I am, of course, curious what people will make of it, if they read it. Review collections may not be a mass-market proposition, but they’ve been important to me, and as first drafts of literary history I’ve always found them fascinating. I think the first one I read cover-to-cover was probably William Atheling Jr’s The Issue at Hand (1973), a collection of columns on sf short fiction by a pseudonymous James Blish, written with vigour, wit, and seriousness. Then followed John Clute’s Scores (2003) and (out of order), Look at the Evidence (1996), which shaped my understanding of the period from the late 1980s to the early 2000s. Parietal Games (2005), a combination of M. John Harrison’s reviews and some essays about Harrison’s work, inspired me at the time when I was starting to take reviewing (and review-editing) more seriously, as did The Country You Have Never Seen (2005) by Joanna Russ. Then there are Gary K. Wolfe’s collections Soundings (2005), Bearings (2010) and Sightings (2011); Paul Kincaid’s Call and Response (2014); Adam Roberts’ Sibilant Fricative (2014) and Rave and Let Die (2015); Algis Budrys’ Benchmarks (1985) and the more recent Ansible editions of other Budrys reviews; and outside SF, Zadie Smith’s collections Changing My Mind (2009) and Feel Free (2018).

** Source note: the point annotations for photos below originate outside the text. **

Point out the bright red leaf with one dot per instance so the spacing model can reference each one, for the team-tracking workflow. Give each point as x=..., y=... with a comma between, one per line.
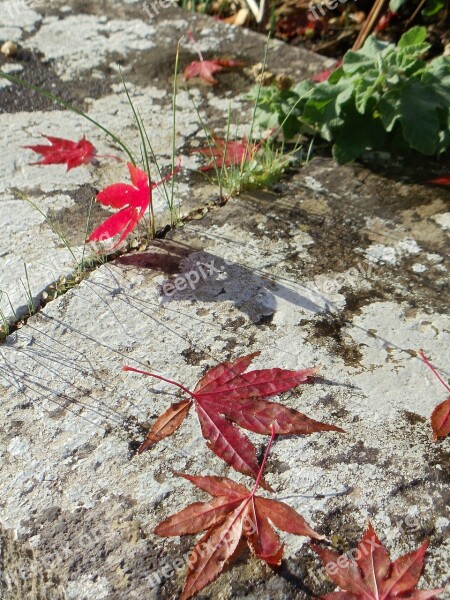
x=228, y=153
x=233, y=513
x=370, y=575
x=226, y=395
x=132, y=200
x=60, y=151
x=440, y=417
x=205, y=69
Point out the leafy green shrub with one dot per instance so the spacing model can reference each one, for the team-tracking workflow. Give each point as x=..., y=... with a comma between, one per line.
x=382, y=96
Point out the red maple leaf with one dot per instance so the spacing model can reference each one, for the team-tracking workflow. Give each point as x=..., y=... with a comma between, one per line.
x=205, y=69
x=132, y=200
x=440, y=417
x=61, y=151
x=233, y=513
x=227, y=395
x=370, y=575
x=228, y=153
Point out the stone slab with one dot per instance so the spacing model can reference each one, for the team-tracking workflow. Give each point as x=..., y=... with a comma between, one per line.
x=74, y=51
x=295, y=276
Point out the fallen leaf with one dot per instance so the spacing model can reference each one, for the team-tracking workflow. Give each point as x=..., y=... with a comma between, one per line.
x=228, y=153
x=132, y=200
x=370, y=575
x=205, y=69
x=60, y=151
x=440, y=417
x=233, y=513
x=226, y=396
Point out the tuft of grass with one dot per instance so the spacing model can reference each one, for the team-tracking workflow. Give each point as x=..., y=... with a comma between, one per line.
x=259, y=168
x=28, y=293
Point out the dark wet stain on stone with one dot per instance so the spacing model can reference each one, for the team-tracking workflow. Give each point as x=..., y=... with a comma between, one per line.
x=16, y=98
x=328, y=330
x=414, y=418
x=358, y=453
x=194, y=357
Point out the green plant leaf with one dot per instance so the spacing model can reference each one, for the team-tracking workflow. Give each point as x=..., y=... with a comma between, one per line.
x=389, y=108
x=356, y=135
x=413, y=37
x=395, y=5
x=432, y=7
x=419, y=119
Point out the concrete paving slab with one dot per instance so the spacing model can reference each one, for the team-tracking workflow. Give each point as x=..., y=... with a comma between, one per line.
x=74, y=52
x=344, y=268
x=290, y=279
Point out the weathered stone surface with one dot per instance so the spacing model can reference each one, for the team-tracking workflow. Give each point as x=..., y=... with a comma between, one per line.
x=289, y=284
x=75, y=53
x=344, y=268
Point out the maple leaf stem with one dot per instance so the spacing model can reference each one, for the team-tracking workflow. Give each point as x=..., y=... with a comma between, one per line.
x=126, y=368
x=117, y=158
x=263, y=464
x=430, y=366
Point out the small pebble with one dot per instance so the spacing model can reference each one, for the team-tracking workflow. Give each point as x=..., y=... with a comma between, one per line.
x=9, y=48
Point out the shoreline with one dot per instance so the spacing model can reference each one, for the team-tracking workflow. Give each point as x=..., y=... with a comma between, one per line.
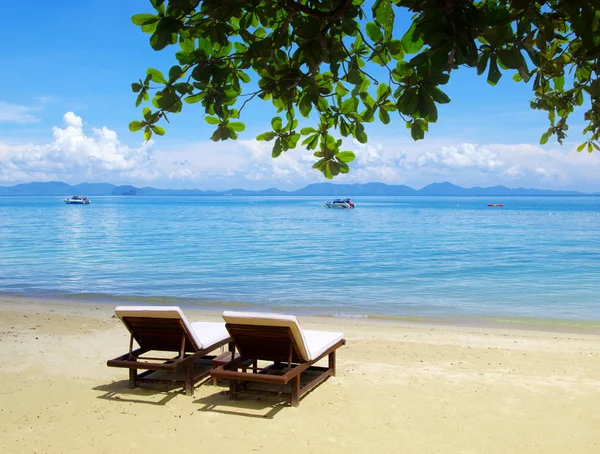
x=426, y=388
x=216, y=308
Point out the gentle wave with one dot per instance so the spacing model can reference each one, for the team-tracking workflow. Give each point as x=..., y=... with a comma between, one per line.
x=537, y=257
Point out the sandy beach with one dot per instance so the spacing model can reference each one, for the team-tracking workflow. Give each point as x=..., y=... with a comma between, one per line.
x=401, y=387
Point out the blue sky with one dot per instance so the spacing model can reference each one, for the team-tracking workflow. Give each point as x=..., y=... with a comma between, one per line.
x=66, y=104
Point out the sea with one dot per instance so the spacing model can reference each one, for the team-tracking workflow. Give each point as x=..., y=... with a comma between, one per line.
x=534, y=260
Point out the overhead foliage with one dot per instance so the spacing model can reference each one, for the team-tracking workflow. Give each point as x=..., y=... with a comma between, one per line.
x=316, y=59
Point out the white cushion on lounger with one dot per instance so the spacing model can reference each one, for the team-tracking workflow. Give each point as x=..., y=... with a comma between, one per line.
x=319, y=341
x=203, y=334
x=309, y=350
x=209, y=333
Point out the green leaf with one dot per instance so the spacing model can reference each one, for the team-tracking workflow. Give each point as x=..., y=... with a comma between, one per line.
x=360, y=134
x=384, y=15
x=350, y=105
x=156, y=76
x=144, y=19
x=266, y=136
x=345, y=156
x=384, y=116
x=137, y=125
x=212, y=120
x=276, y=124
x=237, y=126
x=494, y=73
x=383, y=91
x=175, y=73
x=417, y=129
x=374, y=32
x=158, y=130
x=147, y=113
x=412, y=40
x=340, y=90
x=192, y=99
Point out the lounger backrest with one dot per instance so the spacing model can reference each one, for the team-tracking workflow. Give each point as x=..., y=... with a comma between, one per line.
x=159, y=327
x=267, y=336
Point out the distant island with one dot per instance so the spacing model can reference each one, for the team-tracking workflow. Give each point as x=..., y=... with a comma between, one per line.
x=54, y=188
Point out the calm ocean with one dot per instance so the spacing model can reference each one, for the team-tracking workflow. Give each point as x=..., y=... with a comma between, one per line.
x=431, y=257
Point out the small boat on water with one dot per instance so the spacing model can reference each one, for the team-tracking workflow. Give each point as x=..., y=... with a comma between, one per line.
x=340, y=203
x=77, y=200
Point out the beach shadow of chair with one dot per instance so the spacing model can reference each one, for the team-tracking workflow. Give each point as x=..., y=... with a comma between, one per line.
x=164, y=330
x=252, y=407
x=289, y=351
x=118, y=392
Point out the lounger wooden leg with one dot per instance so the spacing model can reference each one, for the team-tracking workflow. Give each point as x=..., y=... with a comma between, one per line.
x=295, y=395
x=232, y=389
x=332, y=363
x=189, y=380
x=132, y=378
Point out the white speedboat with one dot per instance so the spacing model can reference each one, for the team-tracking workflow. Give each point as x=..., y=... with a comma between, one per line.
x=77, y=200
x=340, y=203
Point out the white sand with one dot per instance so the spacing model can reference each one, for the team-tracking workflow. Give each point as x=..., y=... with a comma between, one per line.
x=401, y=387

There are others, but those are the landmarks that stand out in my mind when I think about reviewing as a craft, and about collections of reviews that are put together with a purpose, and though I’m not putting myself in the same league, they informed how I approached All These Worlds. The book is structured as a history: it runs from roughly 2005 to 2014, with reviews of individual books arranged chronologically, followed by essays that provide different overarching views on the period. The collections I’m aware of that overlap with this period are Wolfe’s Sightings, Kincaid’s Call and Response, Roberts’ Sibilant Fricative, and two other Clute volumes, Canary Fever (2009) and Stay (2014). They all paint different portraits: this is to be expected, not least because I almost never had an editor telling me what books to cover, and wandered my own way across the landscape of sf. Many of the pieces reprinted come from the BSFA’s blog, Torque Control, which formed a nexus for discussion at the time, rather than from a traditional magazine. So as a history, it’s a very personal one, and perhaps a little narrow: because I have often written long, All These Worlds covers fewer individual books than any of the above. But there isn’t much overlap. I count fewer than five books in common with each of Kincaid, Roberts, and Wolfe, fewer than ten (across both books) with Clute. And so I think, or hope, that in that divergence is an additional perspective on the semi-recent history of sf that is worth reading.